Selon le site américain Business Insider, ces emprunts ne sont pas suffisants pour combler les vides conceptuels de la langue anglaise. Ainsi, Rob Wile a dressé une liste des neuf «merveilleuses expressions françaises qui n’ont pas d’équivalent en anglais».

Mise en abyme

Quand une image s’incruste dans une autre image et se répète à l’infini, on parle de mise en abyme, ou d’effet Droste (Droste effect, en anglais), du nom de la marque néerlandaise de poudre de cacao qui a rendu populaire cet effet visuel au début du XXe siècle.

Décomplexé

Pour expliquer ce mot à ses lecteurs, Rob Wile écrit qu’il se dit de quelqu’un qui ne souffre pas de « complexes névrotiques » et ne subit pas de «pressions socio-culturelles».

Droit à l’oubli

Cette expression fait référence à un arrêt de la Cour de justice européenne qui garantit aux internautes un droit à l’oubli numérique.

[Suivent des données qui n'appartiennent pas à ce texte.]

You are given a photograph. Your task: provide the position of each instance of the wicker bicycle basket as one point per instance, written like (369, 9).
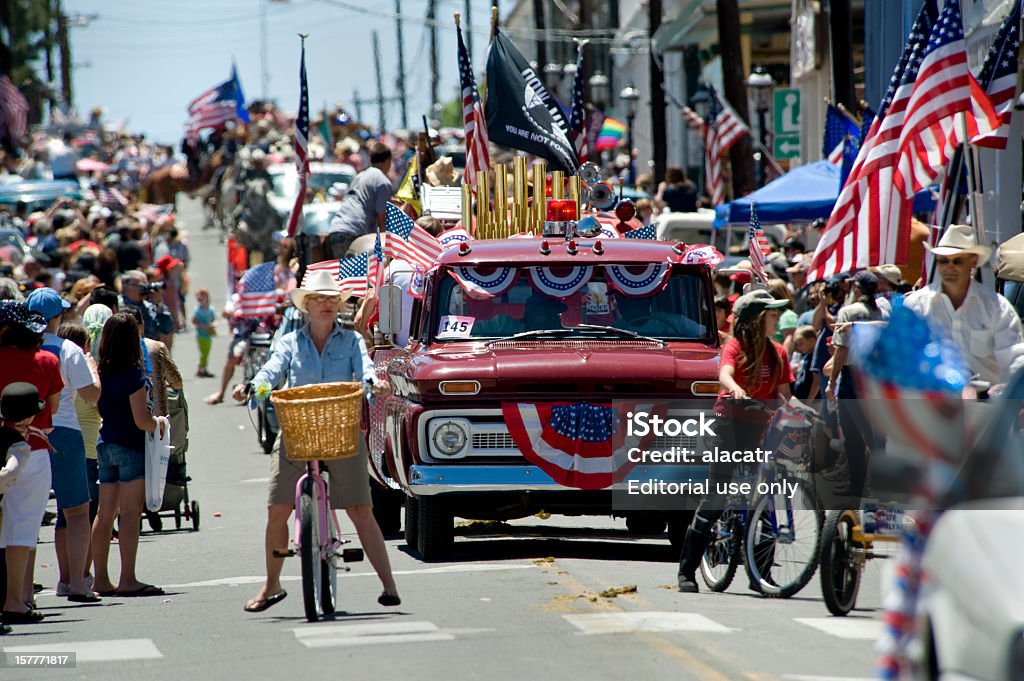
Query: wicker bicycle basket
(320, 421)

La décision permet aux citoyens de demander à Google la suppression de certaines données privées de ses résultats de recherche.

Dépayser

Qui a dit que les Américains étaient de grands voyageurs ?

Laïcité

Plus que le mot, c’est la «forme agressive de séparation de l’Église et de l’État» prônée par la France que Rob Wile juge unique. «Ce pays n’autoriserait jamais qu’un isoloir soit placé dans une église, par exemple, même si c’était la façon la plus opportune d’organiser une élection dans un village».

Pour voir le reste de la liste de Business Insider, cliquez ici.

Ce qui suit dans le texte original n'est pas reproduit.